Of the Balance of Trade is an economic text on monetary economics that was written by David Hume and published in 1752. In the book, Hume examines various mistakes committed by nations regarding trade and suggests better alternatives. The thought experiments that Hume uses in the book are sometimes argued by modern economists to be the first formal economic models.

== Argument ==
Hume starts out with an important point that touches upon a key fact of economics that many fail to recognize even in the 21st century: allowing the sale or export of a good actually increases its production. Economic activity in trade is not a fixed-slice pie but one in which freedom to trade can create more, rather than less:

It is very usual, in nations ignorant of the nature of commerce, to prohibit the exportation of commodities, and to preserve among themselves whatever they think valuable and useful. They do not consider, that, in this prohibition, they act directly contrary to their intention; and that the more is exported of any commodity, the more will be raised at home, of which they themselves will always have the first offer.

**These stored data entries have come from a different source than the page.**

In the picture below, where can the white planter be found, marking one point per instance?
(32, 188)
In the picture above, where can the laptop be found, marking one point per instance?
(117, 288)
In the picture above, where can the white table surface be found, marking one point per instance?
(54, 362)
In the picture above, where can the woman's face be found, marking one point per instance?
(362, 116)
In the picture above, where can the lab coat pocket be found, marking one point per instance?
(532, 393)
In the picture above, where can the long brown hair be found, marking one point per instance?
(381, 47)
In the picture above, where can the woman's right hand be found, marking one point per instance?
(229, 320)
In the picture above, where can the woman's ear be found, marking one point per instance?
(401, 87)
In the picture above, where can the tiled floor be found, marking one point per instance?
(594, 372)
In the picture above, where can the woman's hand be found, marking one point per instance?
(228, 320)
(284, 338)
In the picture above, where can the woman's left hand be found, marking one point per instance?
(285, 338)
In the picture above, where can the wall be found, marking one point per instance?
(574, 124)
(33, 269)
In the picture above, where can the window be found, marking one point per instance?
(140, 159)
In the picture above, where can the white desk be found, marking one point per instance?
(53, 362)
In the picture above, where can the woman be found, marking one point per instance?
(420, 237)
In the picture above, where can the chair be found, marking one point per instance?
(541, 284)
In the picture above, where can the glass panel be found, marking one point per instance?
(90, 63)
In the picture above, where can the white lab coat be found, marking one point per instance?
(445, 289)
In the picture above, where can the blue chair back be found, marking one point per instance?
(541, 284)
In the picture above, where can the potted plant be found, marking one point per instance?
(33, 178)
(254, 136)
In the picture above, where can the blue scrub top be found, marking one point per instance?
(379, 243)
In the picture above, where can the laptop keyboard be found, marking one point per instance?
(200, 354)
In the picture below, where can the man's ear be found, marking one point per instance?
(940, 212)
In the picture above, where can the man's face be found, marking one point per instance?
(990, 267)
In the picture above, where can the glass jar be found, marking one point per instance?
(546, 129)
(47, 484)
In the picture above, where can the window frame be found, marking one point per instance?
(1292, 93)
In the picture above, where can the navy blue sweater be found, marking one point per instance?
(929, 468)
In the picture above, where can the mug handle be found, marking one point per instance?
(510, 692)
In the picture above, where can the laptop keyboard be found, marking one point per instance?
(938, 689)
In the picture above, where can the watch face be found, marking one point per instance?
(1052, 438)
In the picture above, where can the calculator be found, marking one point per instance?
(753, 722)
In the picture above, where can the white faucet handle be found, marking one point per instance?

He uses, as example, the "ridiculous" behaviour of the ancient Athenian government in banning the export of a certain kind of fig deemed too delicious for mere foreigners, but he goes on to cite similar errors in contemporary England and France, as well.

In modern economic terms, that is equilibration through the price-specie flow mechanism. In other words, money moves around where it is needed and forever seeks a balance.

That means that a country does not need to limit exports or even imports because the money flowing out of the economy creates more demand for money, which helps to bring it back in.

==Impact==
Hume's essay is the first known establishment of the concept of the Price-Specie Flow Mechanism. Perhaps still the best, it was cited by Paul Krugman and John Maynard Keynes on one end of the political spectrum and by Austrian economists on the other.